I think the Leaf charger is around $2k. As for Leaf availability it's going to be pretty limited from what I understand for the first year. They've already stopped taking reservations at 20K or so. I agree that conversions of similar cost and range make a lot less sense at this point unless you want to do a specific vehicle or just like the challenge.


----------



## PatricioIN (Jun 13, 2008)

Well, realistically, once you add sales tax, charging station, any options.... you're probably looking at 30k easily with the Leaf. Not to mention the added cost of insurance and annual registration for a new vehicle. An EV gets registered (in Indiana anyway) as the donor car. Maybe if I work really hard to keep my costs down as close to 20k as possible, it still makes sense to do a conversion. Plus, I'd have a car I like the looks of and the satisfaction of doing it myself. That's worth a lot of dollars too.


----------



## vpoppv (Jul 27, 2009)

gottdi said:


> They are rolling them out everywhere from what I know.


 They told me I had to wait until Spring 2011 in Oklahoma. Not that I can afford it, but one can always dream. I hope that I will at least get to test drive it next year for my $99 reservation fee. Hey, at this point just hearing that you got to test drive it is incredible news. That's already more than I thought the average Joe would get. I'd almost be willing to drive to Texas just to test drive one....


----------



## Guest (Oct 30, 2010)

I guess we will see how the initial roll out will do. I suspect it will be a sell out. As for the game change, it will change the game but won't stop DIY'ers from building. I am going to continue to build my Bus with lithium. Getting it back tomorrow or when the rain stops. Don't want to transport in the rain as it has no windows installed yet. But I bet it will change the quality of what we see coming from the DIY side of things. I hope some better quality comes of this.
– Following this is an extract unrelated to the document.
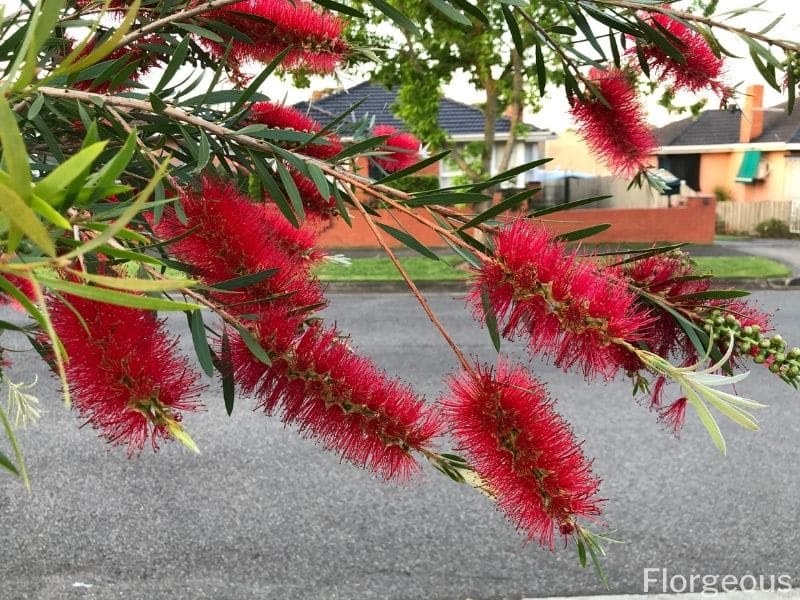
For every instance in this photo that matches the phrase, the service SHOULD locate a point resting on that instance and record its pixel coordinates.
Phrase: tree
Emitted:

Electrics are here to stay. 

Pete


----------



## Guest (Oct 31, 2010)

I drove 3 hours to do the test drive. I figured it was acceptable to do that. I think we had a few from Nevada there too. They are doing another one of these at the end of next month in San Francisco. It is going to be a full week worth of test driving. I just did not want to do that. So I opted to go to San Jose instead. Glad I did. 

Pete


----------